There are a few locations where CA certificates can be found:

  1. Within O2 environment, there will be always present the env var $X509_CERT_DIR
  2. Outside of O2 environment, IF cvmfs is present and with alienpy installed with pip, is highly recommended to do:
    export X509_CERT_DIR=/cvmfs/alice.cern.ch/etc/grid-security/certificates
  3. If outside of O2, and no cvmfs present and with alienpy installed with pip, one can do:
    alien.py getCAcerts  # this will install AliEn-CAS content to $HOME/.globus/certificates
export X509_CERT_DIR=$HOME/.globus/certificates

Certificate/token information/verification#

  • Information on certificate/token is printed by commands: cert-info/token-info

  • Verification against the known CA certificates is done by : cert-verify/token-verify

Tip

when certificate is known to be valid, this can check if the correct directory of CA certificates is seen.

  • Checking the key against the certificate: certkey-match/tokenkey-match

Info

These operations does not require network connectivity.
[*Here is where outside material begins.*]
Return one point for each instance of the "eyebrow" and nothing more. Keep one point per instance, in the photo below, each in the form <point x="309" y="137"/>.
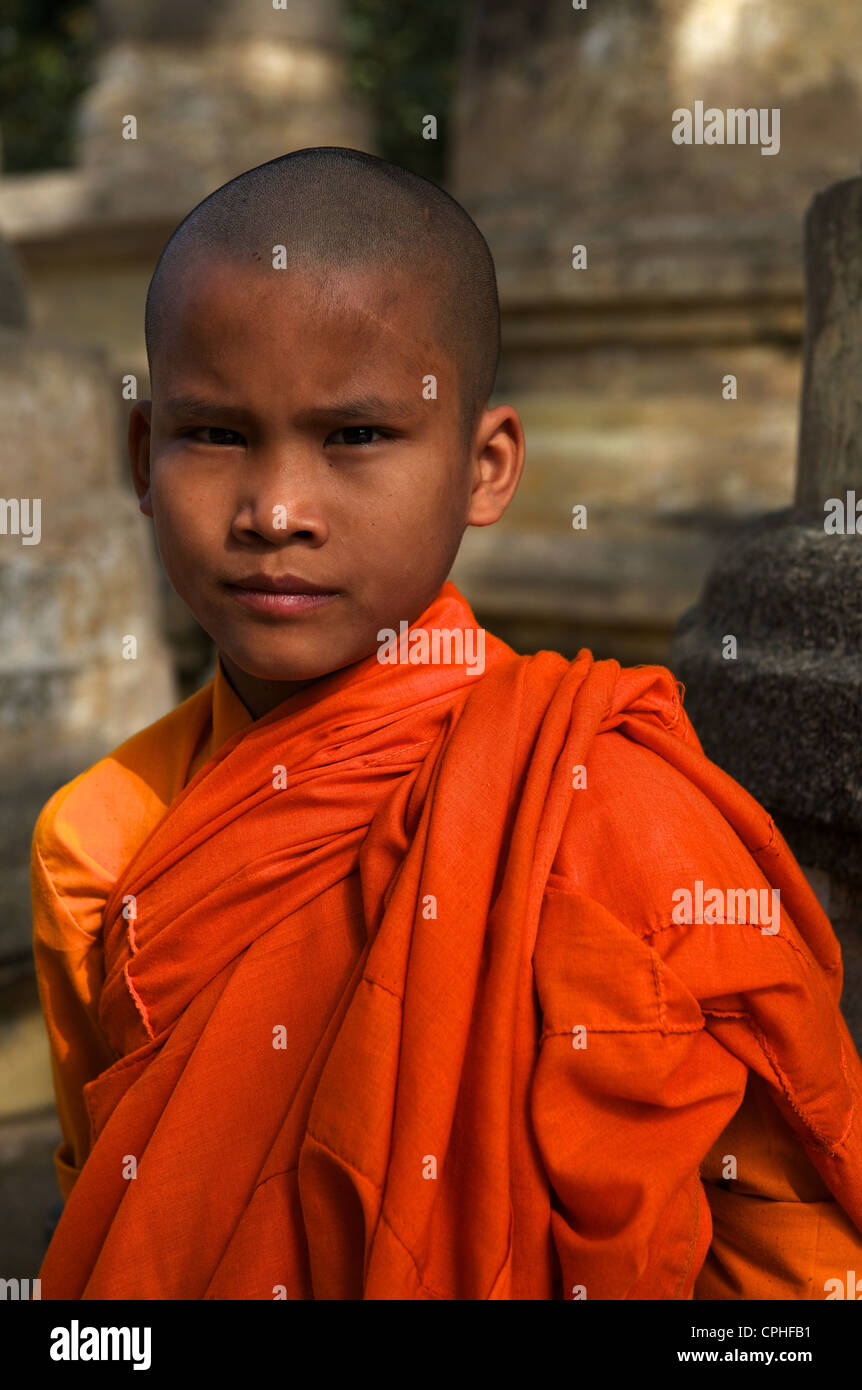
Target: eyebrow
<point x="356" y="407"/>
Certificate/token information/verification - openssl#

  • Certificate information 

    openssl x509 -text -noout -in ~/.globus/usercert.pem

  • Token information 

    openssl x509 -text -noout -in ${TMPDIR:-/tmp}/tokencert_$(id -u).pem

  • Certificate verification against CA certificates 

    # if within O2 env
openssl verify -CApath $X509_CERT_DIR $HOME/.globus/usercert.pem

# outside of O2 env but cvmfs present
openssl verify -CApath /cvmfs/alice.cern.ch/etc/grid-security/certificates $HOME/.globus/usercert.pem

  • Certificate/key match verification 

    openssl x509 --noout --modulus --in ~/.globus/usercert.pem | openssl md5; \
openssl rsa -noout -modulus -in ~/.globus/userkey.pem | openssl md5

Token operations#

  • alien-token-init is an alias to alien.py token-init
  • token-init can be used for token customization 
    alien.py token-init -h
INFO: token is automatically created, use this for token customization
usage: token-init   [-options]

options:
-u <username>          :  switch to another role of yours
-v <validity (days)>   :  default depends on token type
-t <tokentype>         :  can be one of: job, jobagent, host, user (default)
-jobid <job DN extension>  :  expected to be present in a job token
-hostname <FQDN>       :  required for a host certificate
  • token-destroy will delete the token files.

Tip

For programatic usage use token command (same options as token-init); print only command.
Allow usage like: 

eval $(alien.py -json token | jq -r '.["results"][0] |  "JALIEN_TOKEN_CERT=\"\(.tokencert)\"", "JALIEN_TOKEN_KEY=\"\(.tokenkey)\""')
This will define in the current environment JALIEN_TOKEN_CERT and JALIEN_TOKEN_KEY

Role change#

user <username> command will change the role of current user temporary. (like doing su <username>)

Tip

use user for temporary change of the role.
user token-init to create a new token, for prolonged use of the alternate user name.